O’Mara nodded and followed it inside; then he moved across the room to stand between Mannen and the other tutor.
“Recorders on?” said Thornnastor calmly. “Very well, I’ll begin. This is patient Murrenth, physiological classification DBLF, a shipboard technician in the Kelgian space service. It presented with internal injuries sustained as the result of being trapped briefly by shifting cargo, briefly because fellow crew members were able to rescue it within a few minutes. Initially it was thought that no serious trauma had occurred because the patient, perhaps for psychological reasons including the fact that the accident was partly its own fault, did not report any physical discomfort. Two days later it began losing fur mobility over the back and one side of the body. Its condition was reclassified to DBLF Emergency Three and it was rushed here.”
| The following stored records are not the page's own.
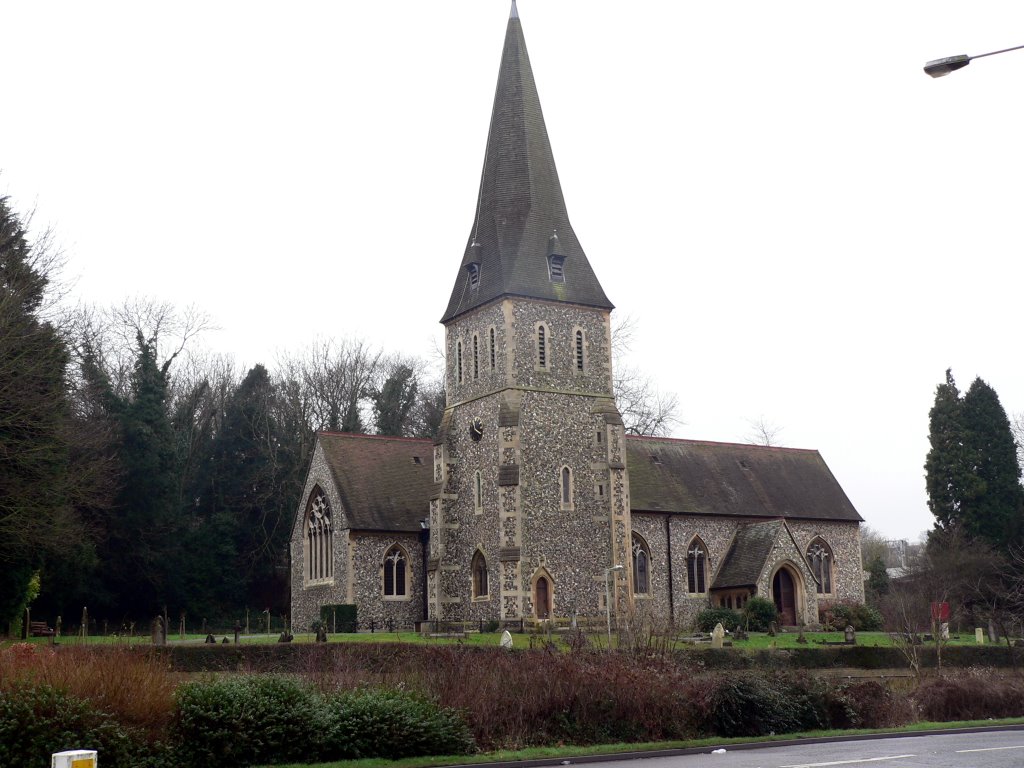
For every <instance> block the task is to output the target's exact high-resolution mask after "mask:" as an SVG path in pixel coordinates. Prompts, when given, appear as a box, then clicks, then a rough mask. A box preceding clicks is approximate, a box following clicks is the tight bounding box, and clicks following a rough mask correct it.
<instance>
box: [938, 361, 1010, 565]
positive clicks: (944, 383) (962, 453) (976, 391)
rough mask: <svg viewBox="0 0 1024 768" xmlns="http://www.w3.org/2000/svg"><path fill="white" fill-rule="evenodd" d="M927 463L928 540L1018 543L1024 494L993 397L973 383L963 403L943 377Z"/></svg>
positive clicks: (997, 408) (1002, 545) (999, 408)
mask: <svg viewBox="0 0 1024 768" xmlns="http://www.w3.org/2000/svg"><path fill="white" fill-rule="evenodd" d="M929 422H930V430H929V440H930V442H931V450H930V451H929V453H928V459H927V461H926V463H925V471H926V483H927V487H928V505H929V509H931V511H932V514H933V515H935V530H934V531H933V536H932V539H933V541H934V540H936V539H942V540H948V539H950V538H955V539H956V540H957V541H962V540H964V539H966V540H968V541H970V540H977V539H979V538H980V539H983V540H984V541H985V542H987V543H988V544H989V545H992V546H996V547H999V548H1007V547H1009V546H1011V545H1013V544H1016V543H1017V542H1018V541H1019V538H1020V536H1021V531H1022V525H1021V517H1022V504H1024V493H1022V489H1021V485H1020V477H1021V475H1020V468H1019V465H1018V464H1017V446H1016V443H1015V442H1014V437H1013V432H1012V431H1011V428H1010V421H1009V419H1008V418H1007V415H1006V412H1005V411H1004V410H1002V406H1001V404H999V398H998V396H997V395H996V394H995V391H994V390H993V389H992V388H991V387H990V386H988V385H987V384H985V382H983V381H982V380H981V379H976V380H975V382H974V383H973V384H972V385H971V388H970V389H969V390H968V392H967V394H966V395H964V396H963V397H962V396H961V395H959V391H958V390H957V388H956V384H955V382H954V381H953V377H952V373H951V372H950V371H946V381H945V382H944V383H943V384H940V385H939V386H938V388H937V389H936V393H935V404H934V406H933V407H932V410H931V412H930V413H929Z"/></svg>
One of the Tralthan’s tentacles rose to pull down the scanner attached to the ceiling by a telescoping arm until it was positioned above the operative field. It curled an eye toward the wall-mounted diagnostic screen which was showing a massive enlargement of the scanner image.
“It was discovered that serious trauma had in fact occurred,” Thornnastor continued, “but too subtle for detection by the equipment available on the patient’s ship. The temporary pressure of the cargo that fell on Murrenth’s back and side caused a minor constriction of the blood flow through the capillary system in those areas. This caused micro-clots to form which reduced the blood supply to the delicate muscles and nerve network controlling fur mobility. The condition has been worsening, an immediate surgical intervention is indicated, and…”
“And the prognosis is lousy,” Mannen said softly to O’Mara. “I’m afraid this is going to be an examination for surgical technique, not for a successful result.”
“… care must be taken,” Thornnastor was saying, “to comb the fur carefully from both sides of the entry-wound position before making the incision. Each individual strand of fur is a delicate part of the body to which it belongs, and the possession of its living and undamaged fur has immense psychological and interpersonal social significance for the being concerned…”
What it was not saying, O’Mara knew, was that to any Kelgian even the slightest blemish on their beautiful, silvery body fur or the smallest area of restricted mobility was the ultimate physical disfigurement, one that caused them to withdraw voluntarily from all social contact with their fellows as if they had been old-time Earth-human lepers. The fur motions were a completely involuntary process that could not be halted or modified in any way. This meant that the deep, helpless sympathy and revulsion that a whole Kelgian felt for such a disfigured one could not be hidden either, so that withdrawing from society was the only option short of suicide.
The mind-tape donor, the brilliant and gifted Kelgian surgeon Marrasarah, whose physical beauty had been surpassed only by the brilliance of her mind and warmth of her personality, had been driven to resign a promising career because of fur damage. Almost certainly a similar fate awaited patient Murrenth, so it was no wonder that its Kelgian mind partner had affected Thornnastor’s own mind so deeply. In many respects the personalities of the patient and surgeon were the same – and, now that he was so intimately aware of Marrasarah’s mind, feelings, and personality, O’Mara was finding it difficult at times to think of her as an “it”.